The Battered Bastards of Baseball

Bing Russell was a B-movie actor in the 50s and 60s who estimated he had been shot dead 127 times in Hollywood westerns and played the deputy sheriff through 13 seasons of Bonanza. But his most lasting legacy came thanks to his role as the founder and frontman of the Portland Mavericks, an independent baseball team inhabited by no-hopers and has-beens and a pitcher whose hat fell off each time he threw the ball. Incredibly, the Mavericks went on to break attendance records and posed a serious threat to their major league rivals.

This forgotten nugget of sporting history has now been unearthed in a boisterous documentary, The Battered Bastards of Baseball, which debuted to wild applause at the Sundance film festival. The film is directed by Bing Russell’s grandsons, Chapman and Maclain Way, and features contributions from his son, the roguish Hollywood actor Kurt Russell, who worked with the team during its mid-1970s heyday. Independent baseball, suggests Russell Jr, is really not so different from independent movies.

“There’s a direct correlation between what the Mavericks were and what Sundance is,” explains the actor when we meet, behind a Main Street shop-front, on the day after the premiere. “The system ain’t going to finance or distribute your movie unless you’re connected to a major studio. You might make your movie, but no one’s going to see it. What Robert Redford has done is give people a place to play. And that’s exactly what my dad did with independent baseball. He gave all these outsiders the opportunity to play.”

Maybe the film draws parallels between the father and son, too. It strikes me that Russell, now 62, has steered a peculiarly freewheeling course through American movies. He starred in the John Carpenter cult classics The Thing and Escape From New York, romanced Meryl Streep in Silkwood and played Stuntman Mike in Quentin Tarantino’s 2007 film Death Proof. Semi-detached from the Hollywood establishment, he now lives in Vancouver with his long-term partner Goldie Hawn.

“Someone once said to me: ‘You know what’s interesting about your acting career? It looks like it was handled by a drunken driver.'” Russell cackles. “And that’s absolutely true. It is what it is.”

Billed as the story of “the real-life Bad News Bears”, the documentary shows how Bing held open trials in Portland, Oregon after Major League Baseball pulled out of the city. He banned corporate sponsorship from the grounds and stuffed the bases with chain-smoking, beer-drinking thirtysomethings, the sort of players a professional outfit would have run a mile to avoid. The team mascot was an excitable dog that would would sometimes chase the ball on to the field, forcing the umpire to stop the game. The establishment regarded Bing as a huckster and the Mavericks as a joke. “They led the league in stubble,” quipped one critic of the team.

But here’s the thing: the Mavericks proved a haven for aging underdogs, plucky kids and fading stars in need of redemption.
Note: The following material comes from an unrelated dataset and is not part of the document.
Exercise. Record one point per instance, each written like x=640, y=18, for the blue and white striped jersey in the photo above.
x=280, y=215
The team’s 10-year-old batboy, Todd Field, would go on to direct the Oscar-nominated In the Bedroom. Its charismatic pitcher, Jim Bouton, had been drummed out of the major leagues after writing an expose but could still throw the ball with lightning speed. Against all the odds, the Mavs surged to a string of victories over their big-money rivals and snagged the attention of TV host Johnny Carson. But the drunken idyll could not last. The sniffy executives at Major League Baseball finally stepped in to force Bing from his perch and his boozy success story wound up in the courts.

The Way brothers began working on the film after discovering a stash of old clippings among their late grandfather’s possessions. “We financed the entire thing ourselves,” Chapman Way tells me. “We sold cars, we sold computers, and I slept on my brother’s couch. We took no salary on this movie. I think our grandfather would have approved of that.”

The Battered Bastards of baseball attracted such glowing reviews at Sundance that it has inevitably sparked speculation that it will now be remade as a Hollywood drama. Others, though, might see this as a betrayal of the film’s rebel spirit. If Bing was never prepared to sell out, why should his grandsons be different?

As depicted in archive footage, Bing Russell possesses the booming tones of a stage tragedian and the rambunctious air of a riverboat gambler. The former Mavericks boss died in 2003, but his sudden reappearance proved a delight for his son. “My dad could come off as many different things.” Russell says. “You could think of him as a buffoon. You could think of him as a professor. You could think of him as a con-man or as a hard-nosed businessman. He was 360-degrees of a human being and I think the film shows that.”

Russell recalls that once, in the middle of a make-or-break game, pitcher Jim Bouton turned to ask him if there was any place on the planet he would rather be at that moment. Today the actor admits that he had never felt that way on a film set, but that baseball is different. Sport, he says, concentrates the mind and makes you live in the moment.

“Movies are only a part of your life. Baseball is the complete experience. I’ve probably had those times in my personal life. I’ve probably felt that way with Goldie. But when you do find those moments, you had better not miss them. Because there will be a day in your life when you would give anything to be right back there again. So make sure to look around you. Take it all in. Because when you do that, you’re ready to play.”